Should we create and save a file outside the scope of an app, but still want it to conform to an app with regard to opening the file, without a specific extension, then there are certain things to consider.

The most important consideration is whether we are willing to go to the efforts of installing Satimage.Osax at a user’s machine in order to be sure, that the renaming of files can be a little bit more liberal, as Satimage.Osax is capable of setting the uti of a file. I have found no other Osax’en or other way to perform this particular operation.

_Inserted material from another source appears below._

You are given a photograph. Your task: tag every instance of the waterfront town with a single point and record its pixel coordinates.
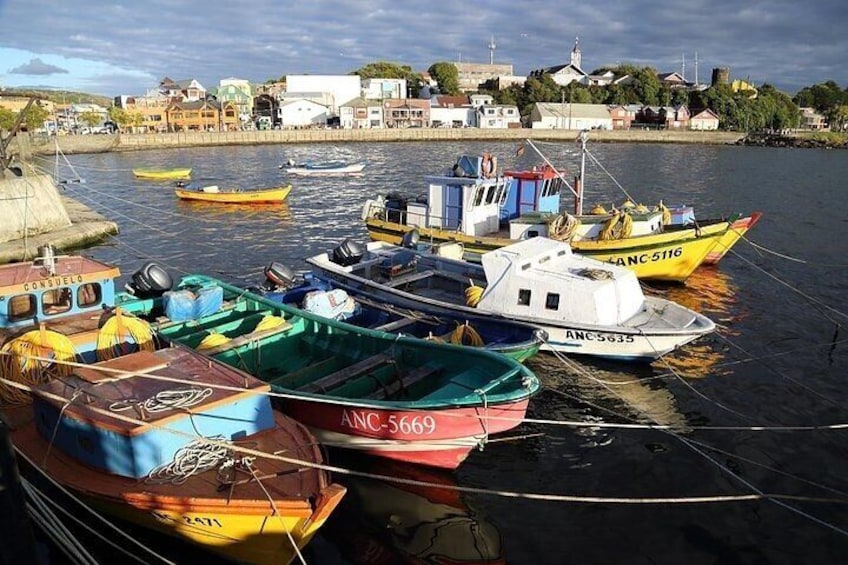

Along side this is the fact that the only other way to bypass the lack of a way to set a uti is to set the default application of the file. This may break however if the user removes the .DS_Store file, since this information appears to be stored in the .DS_Store file of the folder where the file resides.


My assumption is that you want to be sure that the file can be opened with the app you have designated for the file.

Should you save the file within the scope of the app, then you can let the user choose any name he or she wants for the file. Provided the app lets you do so manually.

Should you save the file outside the scope of the application, then you can still let the user choose any name with any extension he or she likes, provided that you are willing to acertain that Satimage.Osax is installed, so that you can set the uti for the file directly “inside” the file.

Given the lack of Satimage.Osax is accepted, and that users sometimes removes their .DS_Store files, I’d recommend not allowing any filename without the proper extension for the uti of that filetype, since the extension of a file are the most important way now adays for the launch services to decide what application to use to open it with, when no uti are set explicitly for the file.


There is one fact that I forgot to consider when writing the post above, and that is the very important one of cross platform compatibility.

Reading Apple Human Interface Guidelines made it all clear to me. :slight_smile:

In cases with apps like Excel, you really want to keep the xcls extension, so that it can be opened as what it is on other platforms.